Le combo anglais revient après huit ans d’absence avec un sublime album rock, porté par la mélancolie de Damon Albarn.

Toujours par monts et par vaux, entre Gorillaz, avec qui il vient de sortir Cracker Island, sa carrière solo, The Good, The Bad & The Queen et ses multiples collaborations, Damon Albarn aligne les projets sans jamais concéder une once à la médiocrité ou à l’à-peu-près. Le voilà de retour aux commandes de Blur, aux côtés du guitariste Graham Coxon, qui avait déserté le navire au mitan des années 2000. Huit ans après les mélodies pop du léger The Magic Whip, dont les premiers enregistrements à Hong Kong étaient totalement fortuits – le groupe y était coincé suite à l’annulation d’un festival japonais auquel ils devaient participer –, voici le plus grave The Ballad of Darren. L’intention est bien ailleurs, la saveur de l’époque a un goût différent, plus amer qu’une crème fouettée en tout cas, et le quatuor ne rentre pas en studio pour tuer l’ennui.
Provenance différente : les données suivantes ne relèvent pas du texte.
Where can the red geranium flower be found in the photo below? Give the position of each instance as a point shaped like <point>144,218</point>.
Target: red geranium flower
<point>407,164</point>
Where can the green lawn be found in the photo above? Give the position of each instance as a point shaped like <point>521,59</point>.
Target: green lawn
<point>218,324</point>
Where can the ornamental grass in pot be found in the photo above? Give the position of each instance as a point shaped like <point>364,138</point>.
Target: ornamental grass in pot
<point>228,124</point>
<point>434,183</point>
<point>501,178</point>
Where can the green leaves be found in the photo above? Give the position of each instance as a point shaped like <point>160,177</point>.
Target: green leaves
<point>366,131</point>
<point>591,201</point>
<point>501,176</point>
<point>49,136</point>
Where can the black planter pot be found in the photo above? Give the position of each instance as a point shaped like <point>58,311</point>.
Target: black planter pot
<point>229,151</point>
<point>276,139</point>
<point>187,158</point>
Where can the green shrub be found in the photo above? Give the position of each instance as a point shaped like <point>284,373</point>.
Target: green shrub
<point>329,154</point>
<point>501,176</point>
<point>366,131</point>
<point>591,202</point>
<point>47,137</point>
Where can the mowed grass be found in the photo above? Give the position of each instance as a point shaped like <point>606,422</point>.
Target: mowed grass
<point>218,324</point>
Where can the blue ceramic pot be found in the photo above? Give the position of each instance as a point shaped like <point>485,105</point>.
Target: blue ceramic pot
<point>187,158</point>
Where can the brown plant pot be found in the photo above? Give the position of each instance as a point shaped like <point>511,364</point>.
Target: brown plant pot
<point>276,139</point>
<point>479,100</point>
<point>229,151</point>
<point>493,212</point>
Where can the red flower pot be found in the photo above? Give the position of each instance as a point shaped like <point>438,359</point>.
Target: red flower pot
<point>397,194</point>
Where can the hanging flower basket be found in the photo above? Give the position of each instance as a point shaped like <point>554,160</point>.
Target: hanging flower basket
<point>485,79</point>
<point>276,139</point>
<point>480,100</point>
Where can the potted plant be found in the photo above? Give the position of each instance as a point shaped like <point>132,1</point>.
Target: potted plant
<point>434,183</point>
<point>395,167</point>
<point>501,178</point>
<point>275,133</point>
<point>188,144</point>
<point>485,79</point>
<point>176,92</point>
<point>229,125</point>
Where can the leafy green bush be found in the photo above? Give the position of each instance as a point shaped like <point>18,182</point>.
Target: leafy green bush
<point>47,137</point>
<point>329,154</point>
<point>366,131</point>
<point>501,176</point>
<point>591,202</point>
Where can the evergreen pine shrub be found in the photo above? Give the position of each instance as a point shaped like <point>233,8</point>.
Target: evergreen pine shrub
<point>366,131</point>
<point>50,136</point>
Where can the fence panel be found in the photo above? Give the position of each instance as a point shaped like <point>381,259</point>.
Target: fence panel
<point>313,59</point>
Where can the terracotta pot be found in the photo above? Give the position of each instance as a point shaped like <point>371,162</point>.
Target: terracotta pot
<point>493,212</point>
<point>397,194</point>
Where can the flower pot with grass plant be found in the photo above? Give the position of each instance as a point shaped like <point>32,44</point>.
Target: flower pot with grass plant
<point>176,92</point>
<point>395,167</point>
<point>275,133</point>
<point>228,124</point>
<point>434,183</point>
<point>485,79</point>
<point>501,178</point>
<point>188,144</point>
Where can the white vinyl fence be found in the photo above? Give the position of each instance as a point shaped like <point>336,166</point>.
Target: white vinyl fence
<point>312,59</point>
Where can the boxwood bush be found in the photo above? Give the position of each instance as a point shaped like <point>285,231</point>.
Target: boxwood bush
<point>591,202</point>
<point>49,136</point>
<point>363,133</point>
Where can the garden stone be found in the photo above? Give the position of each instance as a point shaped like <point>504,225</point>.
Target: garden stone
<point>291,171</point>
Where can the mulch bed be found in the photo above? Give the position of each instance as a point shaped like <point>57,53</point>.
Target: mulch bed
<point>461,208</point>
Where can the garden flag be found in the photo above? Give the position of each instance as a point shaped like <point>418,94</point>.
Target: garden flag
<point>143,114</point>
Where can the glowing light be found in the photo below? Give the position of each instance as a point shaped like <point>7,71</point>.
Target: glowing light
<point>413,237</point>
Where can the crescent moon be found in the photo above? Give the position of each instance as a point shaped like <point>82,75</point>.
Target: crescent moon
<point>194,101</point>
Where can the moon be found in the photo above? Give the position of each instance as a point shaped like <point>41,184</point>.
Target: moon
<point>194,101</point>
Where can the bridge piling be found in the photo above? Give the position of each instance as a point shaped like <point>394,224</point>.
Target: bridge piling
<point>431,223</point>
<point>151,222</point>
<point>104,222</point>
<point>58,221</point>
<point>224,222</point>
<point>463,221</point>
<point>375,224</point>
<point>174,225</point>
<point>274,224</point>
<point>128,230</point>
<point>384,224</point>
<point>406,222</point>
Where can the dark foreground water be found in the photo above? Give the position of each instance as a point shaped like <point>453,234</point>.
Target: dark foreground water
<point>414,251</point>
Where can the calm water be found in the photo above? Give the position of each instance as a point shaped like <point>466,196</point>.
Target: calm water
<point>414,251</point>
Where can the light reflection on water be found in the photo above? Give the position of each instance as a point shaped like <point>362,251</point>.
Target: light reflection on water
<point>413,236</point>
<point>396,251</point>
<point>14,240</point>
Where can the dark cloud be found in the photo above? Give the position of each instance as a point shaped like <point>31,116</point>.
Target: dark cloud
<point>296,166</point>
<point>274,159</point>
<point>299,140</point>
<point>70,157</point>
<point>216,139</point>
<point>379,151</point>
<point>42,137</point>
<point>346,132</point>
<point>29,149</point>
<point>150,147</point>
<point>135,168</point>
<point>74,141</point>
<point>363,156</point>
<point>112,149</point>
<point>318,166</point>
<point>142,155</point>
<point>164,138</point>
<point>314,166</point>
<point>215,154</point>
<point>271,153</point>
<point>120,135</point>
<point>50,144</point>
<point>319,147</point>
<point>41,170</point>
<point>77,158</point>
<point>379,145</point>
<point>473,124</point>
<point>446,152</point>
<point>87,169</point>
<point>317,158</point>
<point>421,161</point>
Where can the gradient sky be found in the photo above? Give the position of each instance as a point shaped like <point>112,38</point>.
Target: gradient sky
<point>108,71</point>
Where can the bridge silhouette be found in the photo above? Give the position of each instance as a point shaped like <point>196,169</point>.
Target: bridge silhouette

Alors que chacun vaque à sa carrière, en décembre 2022, les quatre ex-stars de la britpop se voient proposer Wembley. “Tu ne peux pas dire non”, raconte Dave Rowntree à Rolling Stone. “C’est la salle la plus emblématique du Royaume-Uni. Même à l’apogée de notre soi-disant gloire à la fin des années 90, nous n’y avions pas accès.” Impossible de rester les bras ballants pour Damon, qui convoque tout le monde en studio avec 24 morceaux sous le bras, écrits dans des chambres d’hôtels pendant sa tournée avec Gorillaz.

“Je ne veux pas mettre des mots dans la bouche de Damon sur le sujet des chansons”, ajoute le batteur. “Mais elles me semblent très personnelles. C’est là que Damon excelle.” Plongé dans le grand bain de la mélancolie du chanteur, ce neuvième disque épouse un rock réflexif aux langueurs jamais monotones. Ténébreux et lumineux, orchestral mais aussi minimal, classieux mais aussi étrange, il traverse des sonorités contraires qui ne jurent jamais mais toujours émeuvent. Cette émotion sur le fil s’apprécie dès les premières envolées de The Ballad, gorgées de cordes et de piano, où Damon Albarn est rejoint par des chœurs masculins, et atteint son paroxysme en clôture avec le vertigineux The Heights, dont l’amorce acoustique évoque celle du pénétrant Space Oddity de David Bowie.

Albarn, dont les maux bleus n’ont jamais autant fait trembler la voix, n’a jamais chanté avec autant d’intensité. “Damon a vraiment évolué en tant qu’auteur-compositeur et en tant que musicien”, assure côté production James Ford (Arctic Monkeys, The Last Shadow Puppets), avec qui Albarn avait travaillé sur The Now Now de Gorillaz. “Il ouvre son cœur dans cet album. On n’a pas l’impression qu’il y a des artifices. C’est juste pur et expressif.” Un disque puissant que personne n’avait vu venir mais qui restera. Le public du groupe anglais, lui, n’a pas attendu pour être dans les starting-blocks : les 90 000 places de Wembley étaient doublement prises d’assaut les 8 et 9 juillet.